The following bitmap image is represented by a $$864\times 1,536$$ matrix, call it $$A$$, in which each entry is an 8-bit integer. (Click here to view the image if you are not using Apple Safari.)

The basic idea behind lossy image compression is to obtain a representation of a matrix close to $$A$$ that requires less storage than what is needed to store all the entries of $$A$$. Here, the matrix $$A$$ is approximately equal to the product of two matrices (in a format compatible with Octave/MATLAB) $$P$$ and $$Q$$ with entries in 32-bit floats where $$P$$ is $$864\times 100$$ and $$Q$$ is $$100 \times 1,536$$. The image that corresponds to the product $$PQ$$ is as follows: (Click here to view the image if you are not using Apple Safari.)

Even though the second image shows degradation from the first image, the differences are not too pronounced, especially when viewed on a small screen. In fact, the second image maybe good enough for some practical purposes.

However, the main difference between the two is that storing all the entries of $$A$$ requires $$864 \times 1,536 = 1,327,104$$ bytes since each entry is an 8-bit integer; whereas storing the entries of $$P$$ and $$Q$$ require a total of $$4\times(864\times 100 + 100\times 1,536) = 960,000$$ bytes since each entry is a 32-bit float. Hence, storing $$P$$ and $$Q$$ instead of $$A$$ leads to a reduction of more than 27%. (In fact, one can use 24-bit floats instead of 32-bit floats. Doing so will result in more savings but will require a custom routine for saving and loading such matrices.)

This example raises two important questions:

1. What do we mean when we say that a matrix is close to another matrix?

2. How do we find the matrices $$P$$ and $$Q$$?

We will give an answer to the first question here.
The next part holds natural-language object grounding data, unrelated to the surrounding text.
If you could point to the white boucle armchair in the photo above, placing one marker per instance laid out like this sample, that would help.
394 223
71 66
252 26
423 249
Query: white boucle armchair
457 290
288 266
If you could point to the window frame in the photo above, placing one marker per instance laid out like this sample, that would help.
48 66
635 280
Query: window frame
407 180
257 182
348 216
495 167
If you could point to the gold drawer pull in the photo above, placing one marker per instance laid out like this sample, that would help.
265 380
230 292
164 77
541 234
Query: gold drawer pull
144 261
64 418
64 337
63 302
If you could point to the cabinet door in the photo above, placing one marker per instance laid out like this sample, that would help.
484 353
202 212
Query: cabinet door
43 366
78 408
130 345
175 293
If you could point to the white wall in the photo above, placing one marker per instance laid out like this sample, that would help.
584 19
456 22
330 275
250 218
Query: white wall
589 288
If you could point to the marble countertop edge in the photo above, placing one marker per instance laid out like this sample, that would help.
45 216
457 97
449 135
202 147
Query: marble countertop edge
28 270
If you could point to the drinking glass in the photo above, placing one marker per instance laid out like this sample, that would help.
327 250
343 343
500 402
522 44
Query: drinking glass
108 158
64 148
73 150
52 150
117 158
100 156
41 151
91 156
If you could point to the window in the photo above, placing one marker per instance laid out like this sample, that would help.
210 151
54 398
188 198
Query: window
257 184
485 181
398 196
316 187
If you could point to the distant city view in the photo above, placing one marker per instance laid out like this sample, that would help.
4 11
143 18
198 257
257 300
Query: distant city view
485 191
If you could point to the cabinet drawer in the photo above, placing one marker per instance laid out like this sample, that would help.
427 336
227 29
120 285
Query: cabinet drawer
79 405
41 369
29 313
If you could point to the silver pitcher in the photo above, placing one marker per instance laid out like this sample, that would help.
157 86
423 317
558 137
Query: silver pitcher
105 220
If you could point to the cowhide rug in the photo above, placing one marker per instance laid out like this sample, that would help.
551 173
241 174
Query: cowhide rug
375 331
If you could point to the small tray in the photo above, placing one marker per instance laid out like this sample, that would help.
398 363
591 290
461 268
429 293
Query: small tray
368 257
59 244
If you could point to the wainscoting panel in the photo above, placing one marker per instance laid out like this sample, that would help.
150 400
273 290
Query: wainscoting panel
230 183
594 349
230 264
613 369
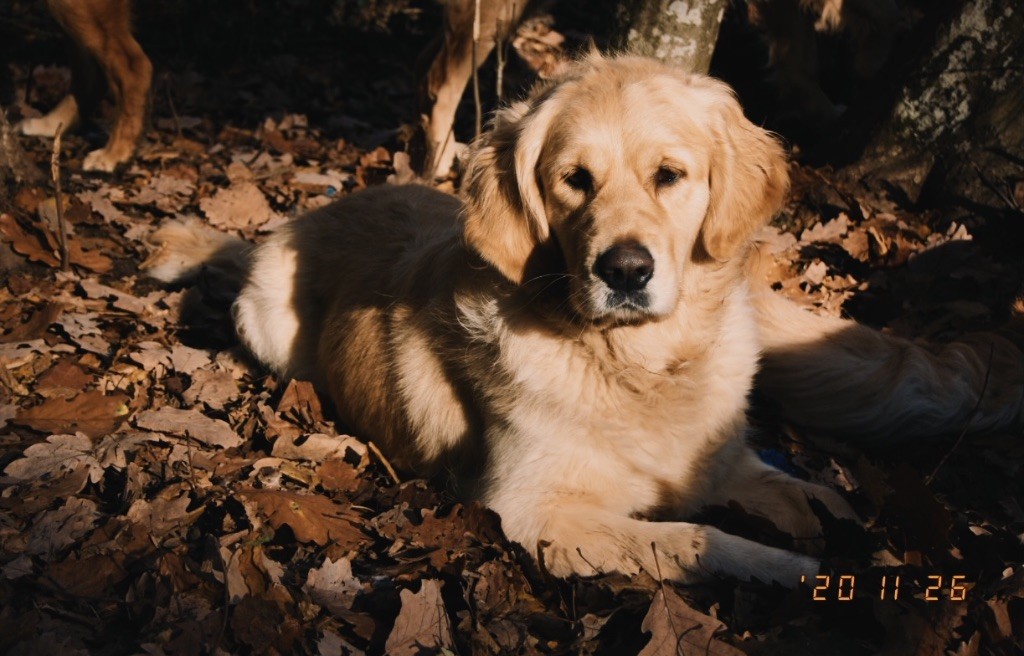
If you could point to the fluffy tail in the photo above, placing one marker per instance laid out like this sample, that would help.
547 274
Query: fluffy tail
851 382
189 252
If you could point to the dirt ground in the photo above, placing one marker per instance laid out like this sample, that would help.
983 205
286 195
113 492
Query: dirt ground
162 494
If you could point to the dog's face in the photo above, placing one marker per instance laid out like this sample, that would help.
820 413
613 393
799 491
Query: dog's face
634 172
The second question will be addressed later.

## The Frobenius norm

To measure the “distance” between matrices, we make use of what is known as the Frobenius norm of a matrix.

Let $$A \in \mathbb{R}^{m \times n}$$. The Frobenius norm of $$A$$, denoted by $$\|A\|_F$$, is the quantity $\sqrt{ \sum_{i = 1}^m \sum_{j = 1}^n A_{i,j}^2}.$ In other words, it is the square root of the sum of the squares of the entries of $$A$$.
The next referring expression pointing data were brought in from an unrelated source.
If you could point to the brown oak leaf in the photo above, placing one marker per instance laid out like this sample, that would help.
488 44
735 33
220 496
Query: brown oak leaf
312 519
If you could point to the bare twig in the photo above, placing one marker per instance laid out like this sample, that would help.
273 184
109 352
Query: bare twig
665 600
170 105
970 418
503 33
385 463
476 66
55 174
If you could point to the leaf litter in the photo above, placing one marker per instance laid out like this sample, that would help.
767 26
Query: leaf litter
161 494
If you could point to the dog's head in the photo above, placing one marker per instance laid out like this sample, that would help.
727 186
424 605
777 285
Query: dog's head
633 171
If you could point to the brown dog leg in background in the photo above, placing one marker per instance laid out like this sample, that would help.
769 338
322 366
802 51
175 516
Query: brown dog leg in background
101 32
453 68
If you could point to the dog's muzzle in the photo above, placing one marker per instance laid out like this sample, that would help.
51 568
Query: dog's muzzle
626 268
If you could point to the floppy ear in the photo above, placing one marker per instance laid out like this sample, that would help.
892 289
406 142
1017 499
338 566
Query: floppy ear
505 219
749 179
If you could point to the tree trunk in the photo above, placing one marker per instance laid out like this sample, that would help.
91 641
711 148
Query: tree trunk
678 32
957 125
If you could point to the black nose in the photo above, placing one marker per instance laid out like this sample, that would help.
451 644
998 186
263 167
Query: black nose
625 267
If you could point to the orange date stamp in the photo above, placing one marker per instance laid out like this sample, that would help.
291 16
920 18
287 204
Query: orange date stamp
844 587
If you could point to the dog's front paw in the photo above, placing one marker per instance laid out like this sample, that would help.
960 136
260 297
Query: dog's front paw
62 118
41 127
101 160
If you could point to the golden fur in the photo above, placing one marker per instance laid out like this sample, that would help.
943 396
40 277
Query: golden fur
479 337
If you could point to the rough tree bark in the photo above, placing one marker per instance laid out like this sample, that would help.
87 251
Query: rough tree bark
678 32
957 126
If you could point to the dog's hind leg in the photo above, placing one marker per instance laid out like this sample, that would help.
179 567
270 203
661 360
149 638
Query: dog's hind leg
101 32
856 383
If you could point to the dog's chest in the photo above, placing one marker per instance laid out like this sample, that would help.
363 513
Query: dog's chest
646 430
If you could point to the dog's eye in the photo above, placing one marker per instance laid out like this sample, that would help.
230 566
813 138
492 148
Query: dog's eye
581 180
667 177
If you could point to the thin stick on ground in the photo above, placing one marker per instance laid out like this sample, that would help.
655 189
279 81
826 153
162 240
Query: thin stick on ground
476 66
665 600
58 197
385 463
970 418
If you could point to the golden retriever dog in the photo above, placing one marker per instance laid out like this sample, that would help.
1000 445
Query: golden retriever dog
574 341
With the Frobenius norm defined, if $$B \in \mathbb{R}^{m\times n}$$, then the distance between $$A$$ and $$B$$, denoted by $$d(A,B)$$, is the quantity $\|A - B\|_F.$

So we say that the smaller the value $$d(A,B)$$ is, the closer the matrix $$B$$ is to $$A$$. Note that $$d(A,B) = d(B,A)$$.

### Example

If $$A = \begin{bmatrix} 1 & 0 \\ 0 & 1\end{bmatrix}$$ and $$B = \begin{bmatrix} 1 & -1 \\ 2 & 0\end{bmatrix}$$, then $d(A,B) = \|A-B\|_F = \left\|\begin{bmatrix} 0 & 1 \\ -2 & 1\end{bmatrix}\right \|_F = \sqrt{ 0^2 + 1^2 + (-2)^2 + 1^2 } = \sqrt{6}.$

## Low-rank matrices for lossy compression

To compress images, we need to find good approximations that requires less storage. Matrices with low rank could be beneficial here.

To see why this could be so, suppose that $$B$$ is a matrix of rank $$r$$. Recall that we can obtain, via row reduction, an invertible matrix $$M \in \mathbb{R}^{m\times n}$$ and a matrix $$R$$ in RREF such that $$B = MR$$.

Since $$B$$ has rank $$r$$, the bottom $$m-r$$ rows of $$Q$$ contain only 0's. So if we let $$P$$ be the matrix consisting of the first $$m-r$$ columns of $$M$$ and let $$Q$$ be the matrix consisting of the first $$m-r$$ rows of $$R$$, then $$PQ = MR = B$$. Hence, if $$r$$ is significantly less than $$\min(m, n)$$, then storing $$P$$ and $$Q$$ instead of $$B$$ will require much less storage. This is precisely the situation for the image example above.

In summary, one way to perform lossy compression for black-and-white bitmaps is to find a low-rank matrix whose distance to the matrix of the original image is small. We will use singular value decomposition to obtain such a matrix.